そこから追い掛ければ、菅江真澄最上徳内林子平らが描いた北海道の姿の、直前の「東西蝦夷地」の状況がはっきりしてくるのに。
チンパオリの起源と言われる「陣羽織」が世に生まれ…
北前船が木綿をもたらす直前のアットゥシに辿り着き…
孟宗竹が北海道に入る前のムックリの原型が見えるかも知れないのに…何故?

研究者が自由に研究し難い背景でも、あるのではないか?と、我々のディスカッションの中では再三出るのだが。

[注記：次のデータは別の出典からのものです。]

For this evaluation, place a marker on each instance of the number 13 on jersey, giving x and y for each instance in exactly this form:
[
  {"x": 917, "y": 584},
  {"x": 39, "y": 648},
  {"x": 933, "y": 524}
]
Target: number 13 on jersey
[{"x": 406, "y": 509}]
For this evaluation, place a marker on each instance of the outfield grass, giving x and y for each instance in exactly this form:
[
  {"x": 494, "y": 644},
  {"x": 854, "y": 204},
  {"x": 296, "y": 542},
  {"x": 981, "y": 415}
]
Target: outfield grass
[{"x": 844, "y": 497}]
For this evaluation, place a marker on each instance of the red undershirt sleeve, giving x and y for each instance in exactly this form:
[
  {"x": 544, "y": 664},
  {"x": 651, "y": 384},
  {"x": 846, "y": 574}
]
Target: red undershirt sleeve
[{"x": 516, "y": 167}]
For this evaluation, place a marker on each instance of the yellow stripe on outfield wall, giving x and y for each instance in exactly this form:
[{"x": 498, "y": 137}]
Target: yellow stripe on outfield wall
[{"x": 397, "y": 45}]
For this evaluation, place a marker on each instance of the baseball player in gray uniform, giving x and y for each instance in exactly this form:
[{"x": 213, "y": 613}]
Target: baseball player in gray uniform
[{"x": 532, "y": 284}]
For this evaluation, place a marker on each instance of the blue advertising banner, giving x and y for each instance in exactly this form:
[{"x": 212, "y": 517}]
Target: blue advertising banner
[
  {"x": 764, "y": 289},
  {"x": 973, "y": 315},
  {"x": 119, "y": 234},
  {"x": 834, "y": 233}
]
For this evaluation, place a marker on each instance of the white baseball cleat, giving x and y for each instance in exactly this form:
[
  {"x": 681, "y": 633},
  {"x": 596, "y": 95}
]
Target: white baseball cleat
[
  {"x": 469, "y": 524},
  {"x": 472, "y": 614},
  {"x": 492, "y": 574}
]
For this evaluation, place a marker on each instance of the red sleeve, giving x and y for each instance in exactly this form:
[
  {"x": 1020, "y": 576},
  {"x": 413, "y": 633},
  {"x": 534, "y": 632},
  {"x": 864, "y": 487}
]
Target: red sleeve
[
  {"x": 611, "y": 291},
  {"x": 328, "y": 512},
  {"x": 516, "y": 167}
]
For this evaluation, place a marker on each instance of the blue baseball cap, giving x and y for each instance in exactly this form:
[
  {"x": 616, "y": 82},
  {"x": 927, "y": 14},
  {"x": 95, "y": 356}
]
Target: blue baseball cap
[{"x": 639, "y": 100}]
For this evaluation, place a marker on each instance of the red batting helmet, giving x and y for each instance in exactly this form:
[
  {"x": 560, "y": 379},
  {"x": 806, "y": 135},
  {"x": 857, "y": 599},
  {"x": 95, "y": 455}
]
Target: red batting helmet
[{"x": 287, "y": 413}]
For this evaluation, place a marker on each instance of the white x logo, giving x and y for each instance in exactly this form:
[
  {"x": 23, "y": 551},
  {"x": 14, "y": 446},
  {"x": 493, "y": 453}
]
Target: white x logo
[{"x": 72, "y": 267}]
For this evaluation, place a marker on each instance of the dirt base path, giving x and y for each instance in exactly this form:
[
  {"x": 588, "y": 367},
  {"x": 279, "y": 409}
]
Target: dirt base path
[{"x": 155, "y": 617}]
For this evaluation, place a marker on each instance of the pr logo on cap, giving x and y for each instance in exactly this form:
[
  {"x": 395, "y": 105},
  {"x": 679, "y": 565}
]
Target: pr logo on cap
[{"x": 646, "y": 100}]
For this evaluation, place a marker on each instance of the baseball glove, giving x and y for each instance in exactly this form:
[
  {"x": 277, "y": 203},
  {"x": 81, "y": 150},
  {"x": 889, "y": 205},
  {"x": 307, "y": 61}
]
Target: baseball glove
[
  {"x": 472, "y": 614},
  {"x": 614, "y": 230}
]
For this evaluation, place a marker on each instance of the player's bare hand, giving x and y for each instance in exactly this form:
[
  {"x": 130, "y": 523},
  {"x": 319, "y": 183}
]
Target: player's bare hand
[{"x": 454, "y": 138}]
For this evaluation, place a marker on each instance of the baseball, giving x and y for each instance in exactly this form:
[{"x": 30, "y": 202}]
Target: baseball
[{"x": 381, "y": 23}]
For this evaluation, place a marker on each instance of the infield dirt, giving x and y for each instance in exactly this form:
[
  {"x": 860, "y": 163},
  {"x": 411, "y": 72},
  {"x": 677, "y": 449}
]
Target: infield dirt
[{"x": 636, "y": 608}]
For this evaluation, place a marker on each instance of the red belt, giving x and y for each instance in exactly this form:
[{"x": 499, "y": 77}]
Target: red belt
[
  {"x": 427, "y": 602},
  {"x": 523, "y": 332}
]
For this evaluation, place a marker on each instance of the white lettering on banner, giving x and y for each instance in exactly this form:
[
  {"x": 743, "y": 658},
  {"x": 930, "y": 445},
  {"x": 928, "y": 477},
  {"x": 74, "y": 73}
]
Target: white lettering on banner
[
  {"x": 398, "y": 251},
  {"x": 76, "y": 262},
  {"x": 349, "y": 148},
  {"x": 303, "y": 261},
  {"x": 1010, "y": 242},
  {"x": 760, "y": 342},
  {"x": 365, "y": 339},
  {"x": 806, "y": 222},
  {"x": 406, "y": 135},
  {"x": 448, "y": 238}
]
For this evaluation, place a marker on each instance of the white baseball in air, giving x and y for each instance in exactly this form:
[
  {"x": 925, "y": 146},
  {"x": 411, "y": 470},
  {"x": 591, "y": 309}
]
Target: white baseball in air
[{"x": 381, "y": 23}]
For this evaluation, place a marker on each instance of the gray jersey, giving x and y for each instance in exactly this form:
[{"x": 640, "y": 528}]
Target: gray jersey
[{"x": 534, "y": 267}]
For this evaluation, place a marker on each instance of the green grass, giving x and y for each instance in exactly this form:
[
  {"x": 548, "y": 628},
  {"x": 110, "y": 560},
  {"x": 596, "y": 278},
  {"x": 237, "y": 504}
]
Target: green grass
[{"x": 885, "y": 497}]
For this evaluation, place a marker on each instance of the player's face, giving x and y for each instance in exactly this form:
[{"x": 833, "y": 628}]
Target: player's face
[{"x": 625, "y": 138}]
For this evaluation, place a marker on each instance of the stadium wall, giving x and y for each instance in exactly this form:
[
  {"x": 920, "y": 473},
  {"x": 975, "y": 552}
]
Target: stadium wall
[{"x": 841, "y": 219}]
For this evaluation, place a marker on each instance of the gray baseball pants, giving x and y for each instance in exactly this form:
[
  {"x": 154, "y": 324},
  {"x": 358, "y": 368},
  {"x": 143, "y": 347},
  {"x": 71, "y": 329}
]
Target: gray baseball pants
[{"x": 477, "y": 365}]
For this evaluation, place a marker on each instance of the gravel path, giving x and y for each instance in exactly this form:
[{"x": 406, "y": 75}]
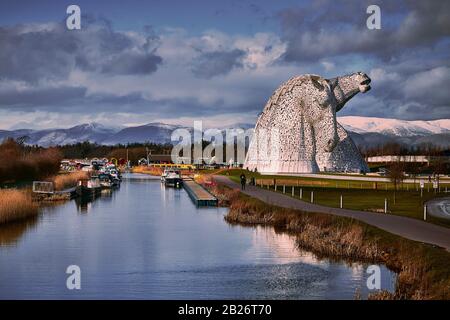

これら第三段階迄で、江戸初期辺りの東北において、如何にキリシタンの影響があったのかは、解って頂けたと思う。
この繋がりから、追い掛けて行けば北海道での文化インパクトが見えてくるで有ろう事も。

こんな視点は、 断片でしかない。
これと、違う断片を並べてみてなんぼの価値。
まだ、スタートラインに立っただけ。

もう一つ…
後藤寿庵は、完成した寿庵堰やそこに広がる首を垂れる稲穂を見る事が出来なかった様です。
道半ばで、藩からの追手から身を隠す必要があったから。捕縛され殉教に至るよりやるべき仕事があったとしたらば…キリシタンネットワークを完成させる位しか思い当たらない。
寿庵堰を完成させ、そこを豊かな田んぼにしたのは、彼を慕い尊敬していた弟子達と見分村の領民達です。
寿庵堰は、後藤寿庵だけの功績では無い。
意志を継いだ人々、皆の功績だと思う事を付記しておきます。